17.11.05

La leçon des "affaires"

Plusieurs semaines se sont écoulées depuis la publication sur le site d'Olivier Chastel du rapport d'audit de la société de logements sociaux de Charleroi, la désormais célèbre "carolorégienne". Depuis lors, chaque jour ou presque nous a apporté son lot de révélations sur les diverses malversations pratiquées par les administrateurs et les directeurs de plusieurs sociétés de logements sociaux. Charleroi, Mons, Binche, Taminnes, La Louvière, la liste s'allonge de jour en jour. Les bloggeurs libéraux et/ou conservateurs en font leurs choux gras et ne perdent pas une occasion de tirer à boulets rouges sur le PS. Le MR, lui, garde un silence embarrassé, sans doute parce qu'un jour ou l'autre quelques cadavres MR sortiront de leur placard.
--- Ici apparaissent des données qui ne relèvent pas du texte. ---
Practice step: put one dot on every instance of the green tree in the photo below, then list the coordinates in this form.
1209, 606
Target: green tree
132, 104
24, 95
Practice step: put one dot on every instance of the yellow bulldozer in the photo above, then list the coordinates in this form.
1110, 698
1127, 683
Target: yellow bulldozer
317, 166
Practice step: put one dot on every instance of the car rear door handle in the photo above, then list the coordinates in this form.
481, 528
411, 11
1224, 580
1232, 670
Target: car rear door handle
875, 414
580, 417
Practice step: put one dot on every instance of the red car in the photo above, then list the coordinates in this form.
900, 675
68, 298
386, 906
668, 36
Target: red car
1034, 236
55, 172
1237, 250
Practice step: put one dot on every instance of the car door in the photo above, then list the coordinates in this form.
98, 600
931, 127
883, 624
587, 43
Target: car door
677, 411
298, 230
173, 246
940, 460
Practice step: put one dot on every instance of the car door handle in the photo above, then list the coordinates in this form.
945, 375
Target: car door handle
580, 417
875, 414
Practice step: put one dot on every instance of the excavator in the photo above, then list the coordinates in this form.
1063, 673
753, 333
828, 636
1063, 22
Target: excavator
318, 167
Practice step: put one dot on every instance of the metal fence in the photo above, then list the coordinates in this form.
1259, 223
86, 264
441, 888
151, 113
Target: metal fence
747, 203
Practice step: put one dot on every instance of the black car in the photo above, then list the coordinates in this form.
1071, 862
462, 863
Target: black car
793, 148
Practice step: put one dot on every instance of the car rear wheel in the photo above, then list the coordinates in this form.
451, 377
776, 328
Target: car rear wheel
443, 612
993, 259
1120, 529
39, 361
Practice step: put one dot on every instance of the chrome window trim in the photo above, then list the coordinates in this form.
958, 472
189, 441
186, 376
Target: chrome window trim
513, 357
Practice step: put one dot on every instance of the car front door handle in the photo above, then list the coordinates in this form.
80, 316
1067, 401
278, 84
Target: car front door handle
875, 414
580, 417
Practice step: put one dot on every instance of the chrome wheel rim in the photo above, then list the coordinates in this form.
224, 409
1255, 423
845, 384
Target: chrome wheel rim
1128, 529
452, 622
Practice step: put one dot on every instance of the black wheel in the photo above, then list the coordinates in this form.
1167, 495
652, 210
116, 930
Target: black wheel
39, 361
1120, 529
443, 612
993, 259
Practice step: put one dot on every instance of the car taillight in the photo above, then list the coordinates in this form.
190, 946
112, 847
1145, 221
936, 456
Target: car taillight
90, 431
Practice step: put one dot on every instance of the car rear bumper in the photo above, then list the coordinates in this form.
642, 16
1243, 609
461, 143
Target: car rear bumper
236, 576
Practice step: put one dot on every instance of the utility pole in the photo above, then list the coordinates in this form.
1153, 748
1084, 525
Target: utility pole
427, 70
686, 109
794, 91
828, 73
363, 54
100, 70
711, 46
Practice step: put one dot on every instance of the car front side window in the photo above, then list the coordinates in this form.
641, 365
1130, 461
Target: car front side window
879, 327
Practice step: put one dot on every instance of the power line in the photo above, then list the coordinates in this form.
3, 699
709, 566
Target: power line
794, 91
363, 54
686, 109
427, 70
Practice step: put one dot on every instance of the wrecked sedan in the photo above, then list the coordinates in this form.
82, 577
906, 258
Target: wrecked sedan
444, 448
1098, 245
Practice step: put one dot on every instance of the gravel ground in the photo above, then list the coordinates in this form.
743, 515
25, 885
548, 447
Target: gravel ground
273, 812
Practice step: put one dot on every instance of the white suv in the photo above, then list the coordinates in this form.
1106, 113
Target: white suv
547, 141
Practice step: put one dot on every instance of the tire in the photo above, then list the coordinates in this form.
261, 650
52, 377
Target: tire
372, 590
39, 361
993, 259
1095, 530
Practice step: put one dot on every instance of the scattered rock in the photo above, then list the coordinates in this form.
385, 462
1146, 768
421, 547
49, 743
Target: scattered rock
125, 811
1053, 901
La presse, quant à elle, affiche avec un touchant ensemble l'indignation qu'il est de bon ton d'adopter, mais les journalistes évitent soigneusement de tirer de ces événements des conclusions trop franches. Pourquoi ? Parce que nous sommes en train d'assister à l'écroulement d'un mensonge que les étatistes nous ont resservi à chaque fois qu'il était question de justifier l'ingérence de l'Etat dans l'économie : celui qui consiste à prétendre qu'on ne peut pas faire confiance au marché, que l'Etat peut mieux gérer des secteurs dits "sensibles", que le contrôle démocratique est plus efficace que la "loi du marché", que face aux insoutenables "dérives libérales", l'Etat est le garant des droits et des libertés.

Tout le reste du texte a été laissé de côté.